Los menores aprenderán con la ayuda cercana de un asesor personal que los acompañará durante todo el curso de verano.

Para el curso se cuenta con 90 asesores voluntarios, que en su mayoría provienen de las carreras de psicología, licenciatura en educación especial y de la escuela de deportes de la Universidad Autónoma de Baja California.

Todas las mañanas durante cuatro horas, los niños realizan talleres que permiten a los niños desarrollar sus habilidades físicas, intelectuales y sensoriales.

Para el coordinador del CRI, Dr. Julio Chávez Duarte el curso permite a los niños acceder a otra modalidad de explotar sus habilidades y además “abre su panorama y mejora su interacción con sus compañeros y familiares”. Sin embargo agregó que “todavía falta mucho por hacer en términos de crear una cultura de la integración social de las personas con discapacidades”.

Talleres para niños

El taller de expresión corporal ayuda a los pequeños a desarrollan las capacidades físicas a través de movimientos corporales y baile, acompañados de sonidos ambientales y música. Un taller de artes plásticas brinda a los alumnos la oportunidad de desarrollar actividades de expresión artística por medio de actividades como pintar, hacer manualidades o títeres.

La práctica del deporte es una actividad esencial en el desarrollo de habilidades motrices, de manera que diariamente se imparte un taller de deportes. El deporte también ayuda a despertar músculos que regularmente están inactivos.

Por las mañanas los niños pasan 40 minutos practicando futbol, béisbol o alguna otra actividad deportiva. En algunos casos se facilitan a los alumnos aditamentos especiales que se adaptan a las limitaciones físicas de cada niño discapacitado.

Los avances tecnológicos permiten a las personas discapacitadas desarrollar actividades que antes eran imposibles de realizar. El programa del curso de verano contempla un taller en el Centro de Tecnología adaptada, un área con 14 computadoras con accesorios, interfaces y programas especiales para niños con discapacidades visuales como ceguera mediante una computadora parlante que les permite escuchar una narración de textos, incluidas las consultas informativas en Internet y textos escaneados.

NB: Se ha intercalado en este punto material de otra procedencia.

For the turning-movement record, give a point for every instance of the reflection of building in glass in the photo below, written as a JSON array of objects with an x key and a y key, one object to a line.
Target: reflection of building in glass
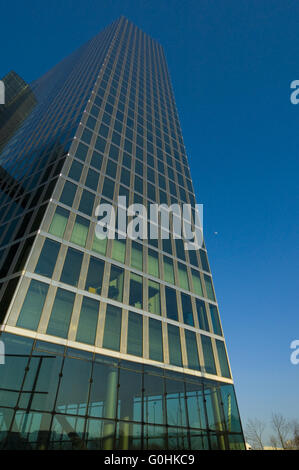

Una impresora braile reproduce los textos consultados, de manera que el alumno puede llevarse sus textos a casa, transformándose en una herramienta importante para la realización de tareas escolares.

También se cuenta con interfaces amigables para débiles visuales, ya que hace más grandes los elementos de la pantalla.

En el CRI existe un área de estimulación sensorial que visitan los niños diariamente llamada “Snoezelen” que cuenta con aparatos que estimulan los sentidos del tacto, vista, oído y olfato que permiten un desarrollo cerebral más completo.

Actividades especiales

Además de sus talleres regulares, los niños tienen programada una serie de actividades extra a lo largo del curso. La primera es una visita al Centro Cultural Tijuana, donde realizarán actividades especiales de apreciación de artes plásticas, elaboración de manualidades y proyecciones de películas en el planetario.

Artistas locales del Instituto de Cultura de Baja Cali-fornia tienen contemplada como una actividad adicional del taller una puesta en escena de una obra de teatro, la cual tiene como objetivo resaltar los valores humanos y crear conciencia sobre las discapacidades.

Sin lugar a duda la actividad extra más esperada es la visita del circo Ringling Brothers, para una función especial un día antes del fin de curso. A este evento se ha invitado a 200 niños con discapacidades y a 50 personas adultas para la presentación.

Los 80 niños que realizan el curso de verano son pacientes regulares del Centro de Rehabilitación Integral, el cual abrió las puertas de sus nuevas instalaciones en septiembre del 2005, y hasta la fecha atiende a 2500 personas discapacitadas, incluyendo adultos y niños, que buscan recibir terapia o talleres para desarrollar sus habilidades e integrarse a la sociedad.